As a kid, my Grandma Conner was concerned about the vast amounts of Coca-cola I drank (and it had to be Coke—that other stuff was the Devil's swill) so she hatched a cunning plan. She forced me to order iced tea, but at first allowed me to add as much sugar as I wanted. Over time, she had me cut down on the amount of sugar until today, I prefer unsweetened iced tea (yeah, I know, I'm a heretic down here in The South™).
She even got me hooked on sun tea (which is dead simple to make: take a transparent gallon container, fill with water. Add about six tea bags, seal it up tight and set in the sun in the morning. By late afternoon, retrieve the now golden elixir, open, discard the bags, and enjoy. It won't even cloud up on you, and it isn't all that heavy either.
And thus started my tea drinking career.
It wasn't until Alton Brown did the episode Good Eats: True Brew II that I started drinking hot tea with any regularity, and then, I tend to stick with Tazo teas (I love their Awake and Chai, and if their site wasn't all Flash based, I would link to the teas, but alas, I can't). But he did make me curious about loose leaf teas.
About a year ago, curious about loose leaf teas, I did a search and came across Teas Etc, a shop located in Lake Worth, the very town I lived in. From reading their pages, it seemed like they were primarily into the mail order business, but if you called ahead, you could visit their facility.
I never did get around to visiting their facility. Nor ordering teas from them.
Fast forward to earlier this week. I decided to take the plunge and visit their facility, since I'm up in that area (roughly—give or take a few miles) anyway on Thursdays. I check, and oh—they've moved to a new facility in West Palm Beach (at least, new to me). And surprise! It's just around the corner from where Wlofie lives!
I called to arrange an appointment. They're primarily a mail order company, but they don't mind people coming by, but since they're out of the way, kind of, they like to make sure they have whatever tea you want in stock so they can package it. Their Mandarin Orange Sencha was the tea I was primarily interested in trying, and yes, they did have it in stock. I ordered 3 oz. worth.
After the Weekly Company Meeting™ (which is in the area), I picked up Wlofie and we headed over to Teas Etc. Not terribly difficult to find, but I did have to look carefully for their small sign in the window of the industrial warehouse they're located in. We walked in, I mentioned my order, and one of the employees (and I regret I didn't get his name) retrieved my order.

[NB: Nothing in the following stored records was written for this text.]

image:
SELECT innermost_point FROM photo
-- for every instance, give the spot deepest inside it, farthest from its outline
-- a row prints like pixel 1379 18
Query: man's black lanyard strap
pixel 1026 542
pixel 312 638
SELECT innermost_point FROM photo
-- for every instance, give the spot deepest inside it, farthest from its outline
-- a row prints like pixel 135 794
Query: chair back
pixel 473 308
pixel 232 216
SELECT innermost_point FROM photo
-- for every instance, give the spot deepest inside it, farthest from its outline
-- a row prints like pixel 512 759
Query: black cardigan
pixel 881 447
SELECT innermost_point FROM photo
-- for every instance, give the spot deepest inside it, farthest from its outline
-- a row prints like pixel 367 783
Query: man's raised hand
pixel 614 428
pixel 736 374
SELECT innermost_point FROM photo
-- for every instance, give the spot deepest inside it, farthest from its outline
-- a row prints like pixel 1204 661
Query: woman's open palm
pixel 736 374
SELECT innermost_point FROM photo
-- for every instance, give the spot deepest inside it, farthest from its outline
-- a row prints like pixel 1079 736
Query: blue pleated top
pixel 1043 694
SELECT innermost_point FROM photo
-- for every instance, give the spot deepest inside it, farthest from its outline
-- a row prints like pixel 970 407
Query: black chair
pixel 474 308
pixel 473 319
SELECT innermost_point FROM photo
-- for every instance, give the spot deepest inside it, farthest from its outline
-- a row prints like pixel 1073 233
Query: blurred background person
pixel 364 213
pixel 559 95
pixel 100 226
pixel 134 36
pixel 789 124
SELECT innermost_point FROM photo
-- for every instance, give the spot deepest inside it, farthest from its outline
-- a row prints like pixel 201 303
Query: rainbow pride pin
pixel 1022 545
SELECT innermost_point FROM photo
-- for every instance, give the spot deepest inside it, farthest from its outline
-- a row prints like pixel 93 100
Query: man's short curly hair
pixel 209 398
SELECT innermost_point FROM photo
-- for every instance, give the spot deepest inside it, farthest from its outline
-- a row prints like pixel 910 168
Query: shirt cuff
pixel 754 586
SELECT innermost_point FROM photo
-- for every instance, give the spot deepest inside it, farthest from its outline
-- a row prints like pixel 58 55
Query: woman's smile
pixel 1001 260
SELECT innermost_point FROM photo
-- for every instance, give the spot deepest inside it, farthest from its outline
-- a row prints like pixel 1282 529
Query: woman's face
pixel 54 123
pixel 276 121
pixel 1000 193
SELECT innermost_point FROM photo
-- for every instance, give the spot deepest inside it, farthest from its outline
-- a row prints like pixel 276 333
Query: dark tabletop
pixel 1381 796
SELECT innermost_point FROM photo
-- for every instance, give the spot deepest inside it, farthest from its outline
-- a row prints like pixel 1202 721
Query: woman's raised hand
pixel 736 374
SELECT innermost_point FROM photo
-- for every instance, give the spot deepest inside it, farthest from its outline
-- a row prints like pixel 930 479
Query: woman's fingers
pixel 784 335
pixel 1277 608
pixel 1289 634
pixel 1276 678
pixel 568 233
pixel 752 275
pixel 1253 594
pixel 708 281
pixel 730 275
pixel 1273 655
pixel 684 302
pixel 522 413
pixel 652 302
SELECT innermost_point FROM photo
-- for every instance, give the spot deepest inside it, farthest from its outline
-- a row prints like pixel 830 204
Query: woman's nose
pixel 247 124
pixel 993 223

I guess they don't get many people there, because after that, he lead Wlofie and me to the Order Fullfillment Department on a type of tour. He pointed out a large rack of 1oz packages of all their teas and started tossing a few my way.
“Here,” he said, tossing an ounce of Lemon Ginger Snap (retails for $5.95), “try this, it's our most popular blend right now. And this,” tossing me a 1oz package of Groovy Green ($4.95), “is quite good too. Anything else you like?”
I was still trying to process the $10 dollars of free tea when Wlofie piped in. “You really enjoy Black Currant.”
“Here you go,” the employee said, tossing a 1oz package of Black Currant my way (and it isn't even listed in their website). “What about you?” This was directed at Wlofie.
“I like Black Currant too,” Wlofie said, catching a 1oz package of same.
“What about Earl Grey? You like that,” I said. Wlofie then caught a 1oz package of Earl Grey.
“And here's a price list for each of you,” he said, handing us each a five sheet pricing guide. “Anything else I can get you?”
Assured that we had everything, he took us back into the warehouse section, filled with huge 50 pound bags of tea stacked high, as he told us how their operation works (primarily through mail order, and the owner regularly goes to the Far East to buy their teas).
Both Wlofie and I were impressed with the level of customer service shown. And now that I've tried the Mandarin Orange Sencha, I can say it's quite good hot. I'll have to try it on ice to see how it holds up.
(The teapot pictured above I bought this evening at a tea shop at the mall. Cast iron, and, while a bit pricy, it'll last forever. The design motif is “The Year of the Rooster” (which I was born under) and besides, it looks like early American folk art, which I typically like.)